Peter Handscombe has tweeted that he would take the blame and that he “didn’t know the rules”. “I referred smudga to look at the box… my fault and was unaware of the rule. Shouldn’t take anything away from what was an amazing game!”

Australia coach Lehmann denied Kohli’s claims but didn’t throw any counter-accusations at India. “”Never, ever, ever,” was his response to whether Australia had indulged in seeking help from the dressing room in DRS situations before the Smith incident. Lehmann instead chose to talk about how this Australian team has changed and how they are less confrontational in nature. “He (Kohli) has his opinion and we have ours, but at the end of the day we play the game the right way. We’ve changed the way we want to play, we’ve obviously changed the side and we’re a younger side so I’m pretty pleased with the way we do things now. We’ve never done any of that, so we’ll just get on with the next game.”

Image makeover

Lehmann says this team wants to portray a positive image, and doesn’t want to carry the old tag of the Ugly Australians. “I’ll say we were very good with the way we went about it in trying to play the game the way that we want to play it. Gone are the days when we used to be probably the other way, and I was part of that as an Australian side. The young guys, the way they want to portray themselves and encourage people to play the game and enjoy the game, have been exceptional. So I’m really proud of the way they went about it this game, even though we lost.”

Expectedly, the Australian cricket board threw its full support behind captain Smith. “I find the allegations questioning the integrity of Steve Smith, the Australian team and the dressing room, outrageous. Steve is an outstanding cricketer and person, and role model to many aspiring cricketers and we have every faith that there was no ill-intent in his actions. We reject any commentary that suggests our integrity was brought into disrepute or that systemic unfair tactics are used, and stand by Steve and the Australian cricketers who are proudly representing our country.”

Like for like

Almost immediately, the Indian cricket board swooped in with its version of the events. “Mr. Virat Kohli is a mature and seasoned cricketer and his conduct on the field has been exemplary. Mr. Kohli’s action was supported by ICC Elite Panel Umpire Mr. Nigel Llong who rushed in to dissuade Mr. Steve Smith from taking recourse to inappropriate assistance. BCCI has requested the ICC to take cognizance of the fact that the Australian skipper Mr. Steve Smith in his press conference admitted to a ‘brain fade’ at that moment. BCCI sincerely hopes that the rest of the matches are played in the true spirit of cricket.”

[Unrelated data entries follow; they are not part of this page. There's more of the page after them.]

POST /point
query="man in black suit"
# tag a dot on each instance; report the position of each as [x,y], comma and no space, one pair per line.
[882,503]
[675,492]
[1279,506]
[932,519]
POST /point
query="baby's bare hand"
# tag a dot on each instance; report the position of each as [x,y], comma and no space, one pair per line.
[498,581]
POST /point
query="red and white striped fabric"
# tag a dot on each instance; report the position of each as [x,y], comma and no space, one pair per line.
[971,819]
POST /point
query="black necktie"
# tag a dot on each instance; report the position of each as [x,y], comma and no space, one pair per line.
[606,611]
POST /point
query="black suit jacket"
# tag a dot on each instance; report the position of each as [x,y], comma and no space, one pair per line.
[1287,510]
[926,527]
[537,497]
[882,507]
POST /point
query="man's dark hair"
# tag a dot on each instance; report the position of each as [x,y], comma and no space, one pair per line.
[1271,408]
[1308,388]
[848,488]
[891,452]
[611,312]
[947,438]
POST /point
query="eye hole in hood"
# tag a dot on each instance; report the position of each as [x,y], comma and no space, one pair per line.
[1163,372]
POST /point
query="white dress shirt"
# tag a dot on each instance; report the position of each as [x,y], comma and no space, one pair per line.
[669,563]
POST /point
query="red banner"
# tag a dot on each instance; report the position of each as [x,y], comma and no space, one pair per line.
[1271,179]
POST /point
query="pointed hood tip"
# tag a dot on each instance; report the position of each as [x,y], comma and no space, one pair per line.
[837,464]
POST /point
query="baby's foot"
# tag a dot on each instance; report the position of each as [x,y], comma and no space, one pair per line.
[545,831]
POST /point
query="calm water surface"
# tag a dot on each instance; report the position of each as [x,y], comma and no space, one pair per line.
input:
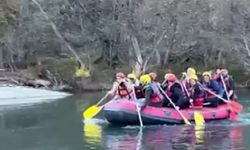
[58,125]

Former Australian captain Steve Waugh, too, put up a strong defence of Smith. “I would go with what Steve has said. I would take him on face value.” Unlike Lehmann, Waugh threw back a punch at Kohli. “I don’t mind him revving the crowd up in between balls but not when the bowler is running in … there is a fine line between revving the crowd up when the bowler is running in.”

Ashwin compared Smith’s act to that of a cricketer playing in a Under-10 game. “That is completely unheard of. The last time I thought that would happen was in an under-10 game, when my coach used to suggest where point fielders and cover fielders used to stand. I’ve got a lot of respect for Steven Smith, but that was very, very surprising.”

All the usual suspects pitched themselves into the issue with familiar remarks. Sunil Gavaskar wanted the ICC to take action against Australia, so did Kapil Dev. The best line on the whole issue came from Mark Butcher. “You might be the queen of England or the captain of Australia, but you can’t do that!”